O caso teve início na noite de 10 de janeiro de 2025, quando a Polícia Militar de Auriflama foi alertada, através de um grupo de “Vigilância Solidária Rural”, sobre disparos de arma de fogo no Condomínio Beira-Rio, uma área habitada. Com base nas informações, os policiais abordaram o veículo de Filipe na Vicinal Francisco Duque Sobrinho.
No interior do carro, os agentes encontraram uma pistola Taurus, calibre 9mm, com dois carregadores e 13 munições.
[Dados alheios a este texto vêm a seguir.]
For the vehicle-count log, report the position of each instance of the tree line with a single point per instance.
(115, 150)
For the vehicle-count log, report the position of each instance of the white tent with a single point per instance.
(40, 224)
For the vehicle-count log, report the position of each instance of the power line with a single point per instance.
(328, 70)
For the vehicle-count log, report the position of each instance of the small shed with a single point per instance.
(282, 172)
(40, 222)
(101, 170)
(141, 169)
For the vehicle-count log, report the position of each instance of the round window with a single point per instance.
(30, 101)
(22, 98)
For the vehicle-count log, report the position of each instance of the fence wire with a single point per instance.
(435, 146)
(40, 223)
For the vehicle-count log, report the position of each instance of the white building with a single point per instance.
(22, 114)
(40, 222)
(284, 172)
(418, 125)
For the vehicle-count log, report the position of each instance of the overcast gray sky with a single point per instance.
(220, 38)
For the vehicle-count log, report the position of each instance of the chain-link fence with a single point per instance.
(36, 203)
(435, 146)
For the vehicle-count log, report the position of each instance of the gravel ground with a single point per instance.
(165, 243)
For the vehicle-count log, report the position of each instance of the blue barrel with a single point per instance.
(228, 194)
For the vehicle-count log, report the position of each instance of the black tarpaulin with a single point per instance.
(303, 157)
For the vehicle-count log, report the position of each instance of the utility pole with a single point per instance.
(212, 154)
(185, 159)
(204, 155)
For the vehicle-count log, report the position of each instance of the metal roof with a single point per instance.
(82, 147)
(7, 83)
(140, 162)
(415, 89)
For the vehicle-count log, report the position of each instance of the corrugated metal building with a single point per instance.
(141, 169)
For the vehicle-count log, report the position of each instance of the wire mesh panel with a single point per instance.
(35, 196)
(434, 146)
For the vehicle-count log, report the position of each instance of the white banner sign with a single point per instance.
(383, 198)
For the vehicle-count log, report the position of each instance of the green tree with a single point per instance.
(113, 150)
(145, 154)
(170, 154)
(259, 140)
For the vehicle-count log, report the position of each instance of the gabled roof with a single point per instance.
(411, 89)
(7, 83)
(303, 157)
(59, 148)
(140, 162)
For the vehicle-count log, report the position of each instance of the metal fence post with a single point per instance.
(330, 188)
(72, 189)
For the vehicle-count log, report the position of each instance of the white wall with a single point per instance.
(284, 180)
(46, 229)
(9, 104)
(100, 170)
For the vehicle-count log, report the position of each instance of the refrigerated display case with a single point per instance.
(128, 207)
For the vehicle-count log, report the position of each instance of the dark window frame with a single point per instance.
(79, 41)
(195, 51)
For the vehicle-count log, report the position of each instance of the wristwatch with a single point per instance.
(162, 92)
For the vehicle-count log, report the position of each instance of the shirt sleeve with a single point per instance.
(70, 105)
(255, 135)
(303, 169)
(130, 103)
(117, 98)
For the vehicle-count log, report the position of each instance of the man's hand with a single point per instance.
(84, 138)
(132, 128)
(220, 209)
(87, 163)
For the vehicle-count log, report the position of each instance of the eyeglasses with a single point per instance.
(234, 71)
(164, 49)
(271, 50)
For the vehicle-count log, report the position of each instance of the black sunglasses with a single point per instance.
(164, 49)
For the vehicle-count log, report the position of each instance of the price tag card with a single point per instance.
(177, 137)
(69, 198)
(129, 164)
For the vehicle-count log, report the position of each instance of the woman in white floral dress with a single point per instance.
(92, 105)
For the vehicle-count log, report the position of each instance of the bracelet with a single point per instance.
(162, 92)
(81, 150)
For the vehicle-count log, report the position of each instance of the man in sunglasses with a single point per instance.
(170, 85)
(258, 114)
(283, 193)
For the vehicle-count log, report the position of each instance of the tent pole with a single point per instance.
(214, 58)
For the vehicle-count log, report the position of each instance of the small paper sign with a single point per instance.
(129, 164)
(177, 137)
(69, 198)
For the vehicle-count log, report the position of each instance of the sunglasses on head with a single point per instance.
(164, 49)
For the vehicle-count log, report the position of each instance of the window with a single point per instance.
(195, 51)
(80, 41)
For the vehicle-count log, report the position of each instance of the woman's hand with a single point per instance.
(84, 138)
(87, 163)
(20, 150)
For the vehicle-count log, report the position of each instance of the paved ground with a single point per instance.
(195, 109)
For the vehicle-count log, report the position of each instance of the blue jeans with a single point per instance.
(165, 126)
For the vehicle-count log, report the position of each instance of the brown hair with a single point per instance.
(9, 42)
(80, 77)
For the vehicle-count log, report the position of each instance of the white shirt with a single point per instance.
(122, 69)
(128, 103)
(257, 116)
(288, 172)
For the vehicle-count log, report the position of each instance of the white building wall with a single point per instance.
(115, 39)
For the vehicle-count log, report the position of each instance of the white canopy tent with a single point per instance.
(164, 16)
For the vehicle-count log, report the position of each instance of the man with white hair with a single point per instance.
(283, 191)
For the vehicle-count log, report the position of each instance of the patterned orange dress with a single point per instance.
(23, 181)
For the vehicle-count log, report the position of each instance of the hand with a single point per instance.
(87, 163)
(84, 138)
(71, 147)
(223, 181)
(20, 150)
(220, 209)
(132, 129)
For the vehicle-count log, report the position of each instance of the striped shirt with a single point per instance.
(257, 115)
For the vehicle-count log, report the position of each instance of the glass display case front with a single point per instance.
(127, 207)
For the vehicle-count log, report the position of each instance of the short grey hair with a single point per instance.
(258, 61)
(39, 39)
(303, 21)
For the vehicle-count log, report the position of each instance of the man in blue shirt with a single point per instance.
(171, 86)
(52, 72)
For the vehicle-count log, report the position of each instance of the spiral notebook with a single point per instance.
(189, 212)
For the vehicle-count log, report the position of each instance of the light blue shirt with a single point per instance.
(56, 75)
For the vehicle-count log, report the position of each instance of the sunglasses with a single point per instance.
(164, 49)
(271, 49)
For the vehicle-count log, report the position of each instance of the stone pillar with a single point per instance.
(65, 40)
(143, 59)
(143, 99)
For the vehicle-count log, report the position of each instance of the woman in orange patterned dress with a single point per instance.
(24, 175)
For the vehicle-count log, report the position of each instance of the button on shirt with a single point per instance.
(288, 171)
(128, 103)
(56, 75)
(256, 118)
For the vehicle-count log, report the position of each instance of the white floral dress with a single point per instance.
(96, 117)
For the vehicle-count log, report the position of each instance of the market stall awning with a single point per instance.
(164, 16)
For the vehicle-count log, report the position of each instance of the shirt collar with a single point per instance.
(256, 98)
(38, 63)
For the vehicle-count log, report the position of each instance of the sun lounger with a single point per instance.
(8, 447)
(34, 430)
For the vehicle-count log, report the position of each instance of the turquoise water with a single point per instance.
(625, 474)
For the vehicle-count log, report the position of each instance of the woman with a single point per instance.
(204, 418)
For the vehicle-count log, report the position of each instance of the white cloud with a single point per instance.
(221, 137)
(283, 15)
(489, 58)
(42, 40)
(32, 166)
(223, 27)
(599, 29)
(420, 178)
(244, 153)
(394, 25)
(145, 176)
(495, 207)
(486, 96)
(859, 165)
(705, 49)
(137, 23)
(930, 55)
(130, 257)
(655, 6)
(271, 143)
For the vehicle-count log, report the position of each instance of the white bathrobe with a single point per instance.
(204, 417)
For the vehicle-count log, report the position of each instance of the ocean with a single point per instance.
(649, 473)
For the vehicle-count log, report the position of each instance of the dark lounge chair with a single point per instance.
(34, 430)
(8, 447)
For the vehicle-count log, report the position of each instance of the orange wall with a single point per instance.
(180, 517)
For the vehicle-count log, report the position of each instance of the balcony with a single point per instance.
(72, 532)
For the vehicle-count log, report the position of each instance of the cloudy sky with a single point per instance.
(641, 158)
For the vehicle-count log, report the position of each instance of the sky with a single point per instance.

Uma das munições estava deflagrada. Um laudo pericial confirmou que a arma estava eficiente e que havia vestígios de uso recente, além de atestar que a munição deflagrada havia sido disparada pelo armamento apreendido.
Na sentença, o juiz Pedro Henrique Batista Dos Santos destacou que, mesmo sendo um CAC, Filipe violou as regras ao transportar o armamento fora das condições e locais autorizados, além de ter efetuado disparos sem justificativa. A decisão também ressaltou a contradição no depoimento de uma testemunha de defesa, um amigo do réu, e determinou que o Ministério Público investigue um possível caso de falso testemunho.
Além da pena de reclusão, a condenação de Filipe Fernandes Polo resulta na perda da arma e munições, na suspensão de seus direitos políticos e na instauração de um procedimento para a cassação de seu Certificado de Registro como CAC.